Bitcoin prices have been volatile in recent months, fluctuating between $87,000 and $126,000. Despite this, the continued growth in ETF demand suggests that institutional interest remains strong.

Solana has also seen increased attention, with recent filings indicating that investors are seeking exposure to a broader range of digital assets beyond Bitcoin. This trend could lead to more diversified crypto ETF offerings.

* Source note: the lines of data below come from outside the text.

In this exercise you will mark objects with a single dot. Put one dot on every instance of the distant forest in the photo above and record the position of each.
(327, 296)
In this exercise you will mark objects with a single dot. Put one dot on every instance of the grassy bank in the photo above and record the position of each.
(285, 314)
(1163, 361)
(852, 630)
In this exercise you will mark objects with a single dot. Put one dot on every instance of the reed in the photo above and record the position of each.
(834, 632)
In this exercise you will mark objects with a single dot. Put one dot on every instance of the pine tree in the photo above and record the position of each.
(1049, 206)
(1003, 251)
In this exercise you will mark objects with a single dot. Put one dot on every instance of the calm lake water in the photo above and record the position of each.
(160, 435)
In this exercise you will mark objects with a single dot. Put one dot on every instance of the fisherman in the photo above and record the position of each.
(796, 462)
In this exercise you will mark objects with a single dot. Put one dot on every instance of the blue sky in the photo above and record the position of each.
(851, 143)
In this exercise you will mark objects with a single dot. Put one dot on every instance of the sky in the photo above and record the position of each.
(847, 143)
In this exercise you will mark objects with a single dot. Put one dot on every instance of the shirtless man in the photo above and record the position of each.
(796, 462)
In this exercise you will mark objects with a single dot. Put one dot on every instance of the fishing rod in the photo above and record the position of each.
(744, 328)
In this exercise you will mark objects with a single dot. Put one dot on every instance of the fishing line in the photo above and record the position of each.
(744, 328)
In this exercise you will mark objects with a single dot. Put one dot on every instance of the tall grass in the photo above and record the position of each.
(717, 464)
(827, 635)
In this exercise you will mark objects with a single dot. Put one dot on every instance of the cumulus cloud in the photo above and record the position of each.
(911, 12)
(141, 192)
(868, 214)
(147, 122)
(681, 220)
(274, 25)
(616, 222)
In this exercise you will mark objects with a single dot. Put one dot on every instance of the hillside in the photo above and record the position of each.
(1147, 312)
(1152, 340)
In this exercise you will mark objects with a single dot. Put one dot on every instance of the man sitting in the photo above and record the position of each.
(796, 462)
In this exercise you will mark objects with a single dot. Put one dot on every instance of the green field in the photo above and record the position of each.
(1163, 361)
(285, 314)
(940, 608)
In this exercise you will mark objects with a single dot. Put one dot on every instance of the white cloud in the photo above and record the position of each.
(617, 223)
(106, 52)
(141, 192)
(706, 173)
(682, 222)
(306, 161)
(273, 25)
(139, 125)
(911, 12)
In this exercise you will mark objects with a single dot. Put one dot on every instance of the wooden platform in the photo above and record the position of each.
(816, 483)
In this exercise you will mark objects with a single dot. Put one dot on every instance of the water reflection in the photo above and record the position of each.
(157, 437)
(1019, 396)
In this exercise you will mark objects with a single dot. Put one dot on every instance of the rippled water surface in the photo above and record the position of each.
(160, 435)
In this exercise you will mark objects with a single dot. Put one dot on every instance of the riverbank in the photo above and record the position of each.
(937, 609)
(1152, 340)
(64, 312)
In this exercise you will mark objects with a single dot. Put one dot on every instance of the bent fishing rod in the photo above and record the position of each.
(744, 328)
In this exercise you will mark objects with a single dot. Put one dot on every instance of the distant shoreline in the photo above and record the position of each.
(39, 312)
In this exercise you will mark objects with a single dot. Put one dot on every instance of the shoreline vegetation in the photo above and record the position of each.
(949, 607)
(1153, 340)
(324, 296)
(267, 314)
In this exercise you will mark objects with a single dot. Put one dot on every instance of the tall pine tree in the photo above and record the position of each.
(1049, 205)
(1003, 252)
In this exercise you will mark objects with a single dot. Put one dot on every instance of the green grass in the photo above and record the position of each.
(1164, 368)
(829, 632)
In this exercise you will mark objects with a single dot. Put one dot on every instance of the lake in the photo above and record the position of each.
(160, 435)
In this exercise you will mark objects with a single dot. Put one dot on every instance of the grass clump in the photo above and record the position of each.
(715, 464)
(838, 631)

What Are Analysts Watching Next?

The SEC's recent approval of generic listing standards for crypto ETFs has shortened the approval timeline from 240 to 75 days. This change is expected to increase the number of new products in the market, with some analysts predicting over 100 new crypto ETFs by the end of 2026.

Analysts are also watching how institutional demand evolves. While Bitcoin and EthereumETH-- ETFs continue to dominate flows, altcoin ETFs remain sensitive to price cycles and market sentiment.

The approval of these ETFs could further legitimize digital assets as part of institutional investment portfolios. With more banks offering custody solutions and regulatory clarity increasing, digital assets are becoming more integrated into traditional finance.

Morgan Stanley's entry into the crypto ETF market comes at a time of growing regulatory support for digital assets. The firm's broader strategy includes expanding crypto access across all client accounts and leveraging its wealth management platform to provide seamless exposure.

The broader market is also seeing increased institutional interest, with firms like T. Rowe Price and Fidelity entering the space. This trend could lead to greater competition and innovation in the ETF sector.

Regulatory clarity is expected to remain a key factor in the growth of digital assets. In the U.S., the GENIUS Act has provided a framework for stablecoins, while Europe's MiCA regulations have brought greater consistency to compliance across member states.

As the market continues to evolve, the approval of these ETFs could mark a turning point for digital assets in institutional portfolios and mainstream investment strategies.